The vibration damper unit 10 comprises a spring 22, which extends spirally around a part of the damper 12. A base-adjusting device 24 is arranged between the wheel carrier 42 and the spring 22. The base-adjusting device 24 comprises a first adjusting partner 26, which is arranged fixedly relative to the damper tube 16 and bears against the wheel carrier 42, and a second adjusting partner 28. The second adjusting partner 28 is arranged between the first adjusting partner 26 and the spring 22 and is mounted movably relative to the first adjusting partner 26 in an adjustment direction VR parallel to the longitudinal axis LA. The first adjusting partner 26 and the second adjusting partner 28 are connected to one another by means of a bag 46. The bag 46 has a roll fold 52 adjacent to the first adjusting partner 26. The adjusting partners 26, 28 and the bag 46 form a fluid chamber 48. An end of the second adjusting partner 28 nearest the first adjusting partner 26 is formed by a force-absorbing element 30. An end of the second adjusting partner 28 nearest the spring 22 is formed by a spring bearing element 36.
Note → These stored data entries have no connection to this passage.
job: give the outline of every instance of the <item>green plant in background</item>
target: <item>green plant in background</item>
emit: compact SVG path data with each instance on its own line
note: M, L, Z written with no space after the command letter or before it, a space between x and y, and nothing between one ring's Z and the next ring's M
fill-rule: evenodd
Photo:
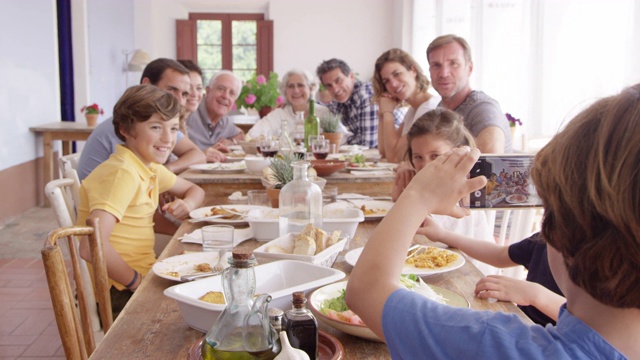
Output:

The second adjusting partner 28 has a tubular bridging element 34 between the spring bearing element 36 and the force-absorbing element 30. The bridging element 34 has an outer surface A1, which faces away from the longitudinal axis LA and has a first distance S1 from the longitudinal axis LA. The first distance S1 is smaller than a second distance S2 of an outer surface A2, facing away from the longitudinal axis LA, of the force-absorbing element 30 from the longitudinal axis LA. The distances S1, S2 are each measured in a radial direction RR.

In detail, the bridging element 34 is designed such that its outer surface A1 lies in a first auxiliary surface HF1. The first auxiliary surface HF1 surrounds the longitudinal axis LA at the uniform distance S1. The first auxiliary surface HF1 fully circumferentially intersects the force-absorbing element 30. A length Li, measured in the adjustment direction VR, of the bridging element 34 is greater than three times the second distance S2.

The spring 22 bears against a first spring bearing face 20 of the counter bearing 18 on one side. On the other side, the spring 22 bears against a second spring bearing face 32 of the spring bearing element 36. A preloading of the spring 22 can therefore be varied by moving the second adjusting partner 28 in the adjustment direction VR.

Beyond the vibration damper unit 10, the chassis device 40 has the wheel carrier 42, a wheel hub (not shown), which is mounted on the wheel carrier 42 rotatably about a rotational axis DA, and a wheel arranged on the wheel hub. The wheel comprises a rim ring 44, which extends rotationally symmetrically around the rotational axis DA and is the only component of the wheel shown in the figures.

The base-adjusting device 24 is arranged partially inside a rim interior FR. The rim interior FR extends inside the rim ring 44 and is adjacent to a rim side plane SE, which is oriented at right angles to the rotational axis DA and touches the rim ring 44.

A second auxiliary surface HF2 has a uniform distance from the rotational axis DA, said distance corresponding to a distance of an outer surface of a tire (not shown) of the wheel. The base-adjusting device 24 is arranged such that the spring bearing element 36 is arranged at least partially outside an interior of the second auxiliary surface HF2. Furthermore, the base-adjusting device 24 is arranged such that an auxiliary line HG, which is parallel to the longitudinal axis LA and touches the force-absorbing element 30, intersects the rim ring 44, in particular in the region of the rim flange.

According to both FIG. 1 and FIG. 2, the second adjusting partner 28 is mounted by means of two axial guide rings 38. In each case, an upper of the axial guide rings 38 is arranged in the region of the spring bearing element 36 between the second adjusting partner 28 and the damper tube 16. A second axial guide ring 38 is arranged between the second adjusting partner 28 and the first adjusting partner 26 according to FIG. 1 and between the second adjusting partner 28 and the damper tube 16 according to FIG. 2.